Para hacer sus barricadas, los soldados se hicieron con los libros de su magnífica biblioteca, que se había dotado con casi 150.000 volúmenes justo antes de la guerra
26 nov 2016 . Actualizado a las 12:21 h.En 1936 todo estaba listo para la inauguración en octubre de la Ciudad Universitaria de Madrid, que iba a ser uno de los centros de enseñanza superior más grandes del mundo. Pero cuando llegó la fecha tan solo estaban terminadas algunas facultades. Y además había estallado la guerra. Así que los edificios no los inauguraron los estudiantes y los profesores, sino los combatientes republicanos y franquistas, que libraron allí una de las batallas más encarnizadas de la guerra. Se intercambiaron entonces disparos entre la Facultad de Medicina y la de Farmacia, se lanzaron obuses contra la Escuela de Arquitectura. La bandera de la CNT ondeó sobre Ingenieros Agrónomos y la de la Legión sobre el Instituto de Higiene. De aquella extraña metáfora de la cultura y la barbarie hizo estos días justo ochenta años.
Como en Madrid vivo a solo una parada de metro de la guerra civil, decidí ir a dar un paseo por allí. En concreto, quería visitar Filosofía y Letras como homenaje personal a un héroe olvidado. El combate fue especialmente feroz en esa facultad en la que se luchó piso por piso, en cada rellano de escalera, a la bayoneta en el salón de actos y con bombas de mano en el aula magna. Para hacer sus barricadas, los soldados se hicieron con los libros de su magnífica biblioteca, que se había dotado con casi 150.000 volúmenes justo antes de la guerra.
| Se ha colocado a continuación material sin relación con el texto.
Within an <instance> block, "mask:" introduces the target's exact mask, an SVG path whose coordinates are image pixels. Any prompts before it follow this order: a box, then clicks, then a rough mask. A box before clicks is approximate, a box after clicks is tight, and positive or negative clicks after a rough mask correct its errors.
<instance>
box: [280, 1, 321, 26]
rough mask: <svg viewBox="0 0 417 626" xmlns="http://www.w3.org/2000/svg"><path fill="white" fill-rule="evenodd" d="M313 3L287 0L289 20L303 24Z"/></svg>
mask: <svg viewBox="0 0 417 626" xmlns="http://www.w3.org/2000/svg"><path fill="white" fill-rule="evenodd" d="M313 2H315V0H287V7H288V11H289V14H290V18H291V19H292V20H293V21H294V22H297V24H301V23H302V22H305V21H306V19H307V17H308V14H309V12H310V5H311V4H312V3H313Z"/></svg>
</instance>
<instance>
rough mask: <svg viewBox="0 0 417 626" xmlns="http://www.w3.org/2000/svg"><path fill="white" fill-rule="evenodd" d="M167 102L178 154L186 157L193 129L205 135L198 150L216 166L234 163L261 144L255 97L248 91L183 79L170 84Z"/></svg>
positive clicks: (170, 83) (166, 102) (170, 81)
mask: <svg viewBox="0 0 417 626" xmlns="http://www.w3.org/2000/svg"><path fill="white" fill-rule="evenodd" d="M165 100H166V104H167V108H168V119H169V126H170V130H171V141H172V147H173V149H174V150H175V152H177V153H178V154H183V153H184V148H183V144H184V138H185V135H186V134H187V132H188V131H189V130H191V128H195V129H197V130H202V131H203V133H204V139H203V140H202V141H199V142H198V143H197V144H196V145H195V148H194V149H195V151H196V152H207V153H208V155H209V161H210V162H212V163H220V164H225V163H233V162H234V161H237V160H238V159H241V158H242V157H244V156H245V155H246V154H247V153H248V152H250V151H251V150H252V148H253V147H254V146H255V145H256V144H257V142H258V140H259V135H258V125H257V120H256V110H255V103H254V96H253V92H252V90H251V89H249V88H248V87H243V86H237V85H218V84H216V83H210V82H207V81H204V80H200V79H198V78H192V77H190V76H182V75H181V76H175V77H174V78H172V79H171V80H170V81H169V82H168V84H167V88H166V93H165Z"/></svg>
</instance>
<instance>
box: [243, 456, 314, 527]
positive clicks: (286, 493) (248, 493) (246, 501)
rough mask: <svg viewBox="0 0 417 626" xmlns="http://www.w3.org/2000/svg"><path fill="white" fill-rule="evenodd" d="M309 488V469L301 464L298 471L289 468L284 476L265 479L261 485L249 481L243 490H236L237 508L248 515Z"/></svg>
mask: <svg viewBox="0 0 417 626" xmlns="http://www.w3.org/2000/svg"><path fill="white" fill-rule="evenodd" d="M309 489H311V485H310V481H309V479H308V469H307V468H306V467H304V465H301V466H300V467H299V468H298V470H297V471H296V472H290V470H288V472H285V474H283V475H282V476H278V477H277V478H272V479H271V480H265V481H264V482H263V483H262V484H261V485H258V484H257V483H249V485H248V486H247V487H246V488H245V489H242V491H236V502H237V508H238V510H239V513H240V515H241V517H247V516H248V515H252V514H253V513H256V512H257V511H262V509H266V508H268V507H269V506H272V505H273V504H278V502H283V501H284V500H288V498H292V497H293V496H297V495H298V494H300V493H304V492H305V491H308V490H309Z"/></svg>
Y así continuó la batalla durante días: los franco-belgas y alemanes de la XI Brigada Internacional parapetados tras los volúmenes de Hegel y Kant; los marroquíes de la Columna Asensio, tras las obras de Spengler y Bergson.
Por razones obvias, los combatientes desechaban los libros delgados (San Juan de la Cruz, Descartes) y se procuraban los más gruesos. Alejo Carpentier, que estuvo en España, cuenta que los preferidos eran Voltaire, Victor Hugo, Galdós… Bernard Knox, un voluntario inglés que llegaría con los años a convertirse en un gran helenista experto en Sófocles, calculó exactamente el volumen ideal de un libro para esta función: según sus observaciones, las balas tendían a detenerse a la altura de la página 350.
Incluso cuando acabó la batalla y se estabilizó el frente, los libros siguieron allí, comidos por la humedad y el polvo. Se conserva una carta que un miliciano de la 40 Brigada Mixta escribió a su primo en el dorso de la página título arrancada de un tratado francés del siglo XVIII.
Fue entonces, mientras la Ciudad Universitaria era aún un sitio muy peligroso, cuando Ángel López se puso a recoger pacientemente los libros más valiosos. Lo hacía por su cuenta y los iba llevando a Madrid poco a poco, aprovechando la camioneta del rancho que volvía de vacío. Gracias a él se salvaron cientos de manuscritos e incunables, que él llevaba apretados contra el cuerpo para que no se descuadernasen por el camino.
Ángel López era simplemente un bedel de la facultad. Cuando acabó la guerra, lo fusilaron contra una tapia del cementerio del Este -él es el héroe olvidado al que yo quería recordar-.
La Ciudad Universitaria quedó abandonada y los madrileños se dedicaron a rebuscar los libros entre los cascotes para venderlos por cuatro perras y poder comer. Hay testimonios dispersos que nos dicen que todavía doce años después aparecían algunos a la venta en la Cuesta Moyano, o en una trapería de la calle Valverde donde se destinaban a pasta de papel, o en una pescadería donde se usaban para envolver el género. Solo se salvaron las dos terceras partes del total. Y dicen que aún hoy, si pides un libro en la biblioteca de Filosofía y Letras, te puede tocar uno con un agujero en medio del tamaño de una moneda de céntimo.